Players are monitored in training and matches through GPS trackers which effectively tells you how much distance they are covering and how much stress their body is under. They fill out wellbeing forms to let training staff know subjectively how they feel and this can be cross referenced with an Omegawave system which gives an objective measure of the player’s physiological condition to improve athletic performance and help avoid injury.

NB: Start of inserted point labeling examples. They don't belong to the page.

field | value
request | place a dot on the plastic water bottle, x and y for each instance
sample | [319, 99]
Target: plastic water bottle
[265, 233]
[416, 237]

I have always considered one of the least glamorous jobs in sport to be when the sports scientist is testing a player’s hydration level and you walk in to find a table filled with test tubes of urine, which are to be examined for appropriate hydration levels. Not only should players rehydrate after matches and training they have to be conscious of the type drinks they are having all the time. You never say never but you have to careful of the amount of coffee, tea, fizzy drinks as much as you have to be careful of alcohol. Any diuretic is not good for you, so it is always best to drink water as your first choice but from time to time there is no issue in having a cup of coffee or a beer, we are not creating robots but from a coaching perspective you want to create good habits.

Recovery also relates to time between competition; there are weekends when a team will only have five days between matches, playing on a Sunday one week and the following Friday, and then there are times when players can have a nine day turnaround. Just because you have more time on your hands between games doesn’t mean you should train more, sometimes less is more as the physical toll that is on players bodies these days is just so intense.

It is called phasing when you look at the season and determine when the training load is high or low, you have to decide when players have time off to allow their bodies to recover but never forget that recovery can be of the mind too, there is a mental and physical requirement to everything we do in life and sport and you need time to stay fresh and motivated.

So recovery is an individual responsibility but there is also the collective buy in from everyone and also the planning and recognition from the coach that you cannot train and play all the time, time off at times can be better that just training. I remember at the start of professionalism people regarded rugby playing as a normal job and thought that the more hours spent in ‘the office’ the better player you would be. Now there is a much better understanding and those who look after themselves best tend to be the ones who achieve the most in a world where the margins are tight how you look after yourself can be the difference.